Так было до этого дня. Теперь и Ани о крови думает, только он, в отличие от Хосров, о своей. Омегу вызывает смотритель и страшные новости докладывает. Ани почтительно выслушивает, благодарность выражает, руки господина целует, а потом, у себя скрывшись, уголок подушки прикусывает и плачет так горько и громко, что птицы с деревьев в саду разлетаются.

Жгучая обида на свою судьбу на пол слезами капает, хоть бы в лужу собралась, разъела бы своей горечью эти доски и омегу бы поглотила. Потому что невыносимо. Потому что раньше было легче, ведь, никого не любя, не было важно, кто тебя целует, кто в простыни вжимает, кто ласку выбивает или просит. А сейчас всё по-другому. Сейчас он никого ни за что к себе подпускать не хочет, ни на кого даже с фальшивой улыбкой смотреть не желает.
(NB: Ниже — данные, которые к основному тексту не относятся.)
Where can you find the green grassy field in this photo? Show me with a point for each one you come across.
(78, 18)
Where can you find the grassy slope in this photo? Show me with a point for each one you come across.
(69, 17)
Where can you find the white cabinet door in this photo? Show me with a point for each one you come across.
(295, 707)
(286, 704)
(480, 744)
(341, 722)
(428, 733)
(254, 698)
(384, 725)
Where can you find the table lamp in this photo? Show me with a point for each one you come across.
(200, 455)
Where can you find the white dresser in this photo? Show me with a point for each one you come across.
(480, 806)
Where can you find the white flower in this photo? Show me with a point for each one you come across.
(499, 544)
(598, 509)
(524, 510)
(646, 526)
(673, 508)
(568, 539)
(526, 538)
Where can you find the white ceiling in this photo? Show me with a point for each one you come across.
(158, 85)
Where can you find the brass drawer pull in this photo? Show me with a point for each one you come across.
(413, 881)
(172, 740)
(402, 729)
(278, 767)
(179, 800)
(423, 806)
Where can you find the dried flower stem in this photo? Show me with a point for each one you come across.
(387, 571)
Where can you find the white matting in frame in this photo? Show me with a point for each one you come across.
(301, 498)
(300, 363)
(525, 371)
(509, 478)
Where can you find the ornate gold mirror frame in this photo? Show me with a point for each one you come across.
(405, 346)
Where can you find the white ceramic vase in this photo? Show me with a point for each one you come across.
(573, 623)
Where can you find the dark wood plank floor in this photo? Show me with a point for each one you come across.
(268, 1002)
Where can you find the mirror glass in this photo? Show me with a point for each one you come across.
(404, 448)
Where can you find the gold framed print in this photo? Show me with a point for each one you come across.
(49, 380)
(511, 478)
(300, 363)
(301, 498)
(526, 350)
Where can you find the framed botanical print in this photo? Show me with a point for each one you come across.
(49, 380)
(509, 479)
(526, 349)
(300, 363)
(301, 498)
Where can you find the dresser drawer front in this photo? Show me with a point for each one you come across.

Ани на себе его запах, его отпечатки носит, он своё тело под чужие прикосновения не подставит, то, что отныне только Хосрову принадлежит, осквернить никому не позволит. Но кто его слушает, кто его мольбам внемлет. Откажется – голову отрубят. Ани впервые кажется, что смерть не страшна, ведь каждые ночь и день с другим, без него – и есть смерть, самая чудовищная из всех.